Dire, Donne in Rete contro la violenza, ha reagito immediatamente inviando una lettera aperta alla presidente del Consiglio Giorgia Meloni. Ma da lei le donne possono aspettarsi davvero poco. Anzi nulla di nulla. Nella Giornata internazionale della donna, l’8 marzo scorso, le ha dette tutte in un’intervista a un settimanale, per non creare equivoci sul suo pensiero di donna, madre eccetera. Contro gli Lgbtq: “Le donne sono le prime vittime dell’ideologia gender. La pensano così anche molte femministe”, “No al diritto unilaterale di proclamarsi donna”. Contro l’aborto: “Direi di darsi una possibilità di essere madre, lo Stato l’aiuterà”. In merito alla genitorialità: “I bambini hanno il diritto di avere il massimo: una mamma e un papà. L’utero in affitto è la schiavitù del terzo millennio”.

Francesco Lollobrigida, ministro dell’Agricoltura, Sovranità Alimentare e Foreste, è ossessionato dall’idea della sostituzione etnica (Sara Minelli, Imagoeconomica)

Ma l’attuale presidente del Consiglio ha saputo anche circondarsi di una squadra campionessa di oscurantismo e arretratezza che sembra appena uscita dal congresso mondiale delle famiglie di Verona del 2019. Tant’è che un ministero di questo governo in carica è stato definito per la Famiglia, per la natalità e (per ultimo) per le pari opportunità. Qualche esempio. Pensiamo a Francesco Lollobrigida, ossessionato ormai quotidianamente da un tema decisamente razzista che, alla fin fine, riguarda le donne che procreano, pur non essendo materia del suo ministero dell’Agricoltura, della “sovranità alimentare” e delle foreste. “Non possiamo arrenderci all’idea della sostituzione etnica: gli italiani fanno meno figli, quindi li sostituiamo con qualcun altro. Non è quella la strada”, ha dichiarato in uno dei suoi numerosissimi recenti interventi qua e là per l’Italia.

Sempre recente, del marzo scorso, è la decisione del governo italiano di fermare a Milano la registrazione dei certificati di nascita di figli di coppie omosessuali. Dura condanna da Bruxelles. “Il Parlamento europeo – si legge nell’emendamento approvato – ritiene che questa decisione porterà inevitabilmente alla discriminazione non solo delle coppie dello stesso sesso, ma anche e soprattutto dei loro figli”. Bambine e bambini nel mirino del governo.

La soddisfazione delle associazioni Pro Vita in Piemonte

Se poi ci si mettono anche le Regioni a minare, in modo subdolo, i diritti di genere, il quadro su ciò che ci aspetta è completo.
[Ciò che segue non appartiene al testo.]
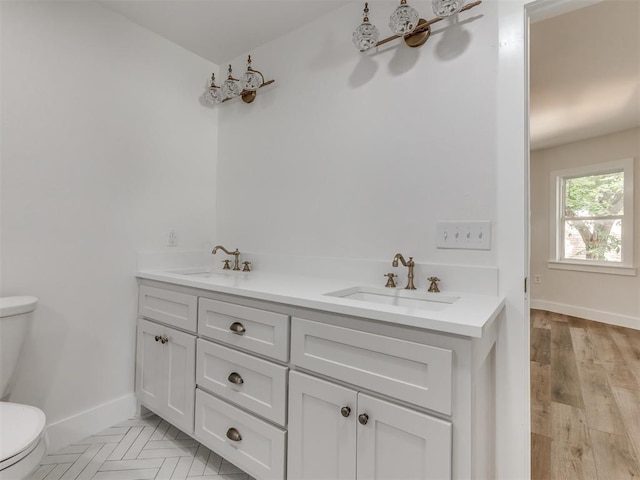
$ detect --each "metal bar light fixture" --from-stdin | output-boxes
[353,0,482,52]
[204,55,275,104]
Il Consiglio regionale piemontese ha approvato il fondo Vita Nascente assegnando 400mila euro alle associazioni Pro Vita per aiutare le donne che decidono di non abortire. Un modo per aggirare, con finto paternalismo e indegna monetizzazione, un diritto di legge che le donne hanno conquistato. Molti parlano di un’anteprima di ciò che potrebbe essere realizzato ovunque. Simili provvedimenti erano contenuti nel programma elettorale di Giorgia Meloni.

A dire il vero ci aveva provato anche la giunta di centro sinistra pugliese: cinquemila euro alle donne che decidono di non abortire. La reazione delle  donne pugliesi è stata talmente decisa da obbligare la giunta regionale a fare un passo indietro e a sospendere la delibera.

Pochi esempi di quanto sta accadendo alle donne dall’insediamento del  governo di destra radicale. Altri attacchi ai diritti sono in embrione e si affiancano all’autonomia differenziata che vede le donne come le maggiori vittime di un sistema di diseguaglianza e ingiustizia sociale anche sul piano sanitario e dei servizi.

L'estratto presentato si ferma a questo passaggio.